Oakland has a lot of holes on the roster, particularly on the defensive side of the ball. But in order to combat that, the team must find an answer under center.
Carson Palmer is due $13 million in salary and is refusing to take a pay cut.
Thus, a trade for Flynn makes sense to provide stability at football's most important position.
The health of stud running back Darren McFadden is always a concern, but when he's on the field and running the proper plays, Run DMC is one of the best in the game.
Before and after McFadden suffered a high ankle sprain in the middle of the season, the zone running concepts implemented by offensive coordinator Greg Knapp saw McFadden average just 3.3 yards per carry in 2012.

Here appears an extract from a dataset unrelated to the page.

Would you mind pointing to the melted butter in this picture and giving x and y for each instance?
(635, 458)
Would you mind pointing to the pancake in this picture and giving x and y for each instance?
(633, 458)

Now, with newly hired OC Greg Olson, a more north-south playbook will be in place. Olson used to coach Steven Jackson with the St. Louis Rams and LeGarrette Blount with the Tampa Bay Buccaneers, and both ran for over 1,000 yards under his direction (h/t ESPN via AP).
How does this all relate to Flynn? A heavy reliance on the running game will allow the Raiders to be effective off of play-action fakes, and Flynn's underrated mobility will allow him to cut the field in half on bootlegs to make smart, efficient plays.
What should the Raiders do at the QB position?
However, if McFadden can chew up tons of clock on the ground and Flynn can play to his strengths and limit mistakes in 2013, Oakland has a chance to be a stronger team than many expect.
Flynn doesn't necessarily have elite arm strength but has displayed the football IQ and wise decision-making in his limited NFL action to be a competent starter. He would have started in Seattle if not for the meteoric rise of rookie third-round pick Russell Wilson.
The sample size on Flynn is small, but if two franchises have considered making this type of investment in him with just two NFL starts under his belt, he must provide some hope of being a franchise quarterback.
Oakland also has interest in former Arizona Cardinals quarterback Kevin Kolb, according to the Sirius XM NFL Radio's Adam Caplan:
In addition to having interest in Seahawks QB Matt Flynn, the Raiders have discussed the possibility of signing QB Kevin Kolb.— Adam Caplan (@caplannfl) March 29, 2013
While Kolb wouldn't cost any draft picks, he has had ample opportunities to start and could barely beat out John Skelton in Arizona to start 2012.
Combine that with Kolb's injury issues and hesitancy to make throws at times—something that Flynn would excel at within Olson's offense—and it makes any sort of investment in him as a starter extremely risky.
Losing out on valuable draft picks is not an ideal scenario for McKenzie, but if Flynn does indeed succeed as a starter—as multiple teams seem to believe he can—it will be a worthwhile investment.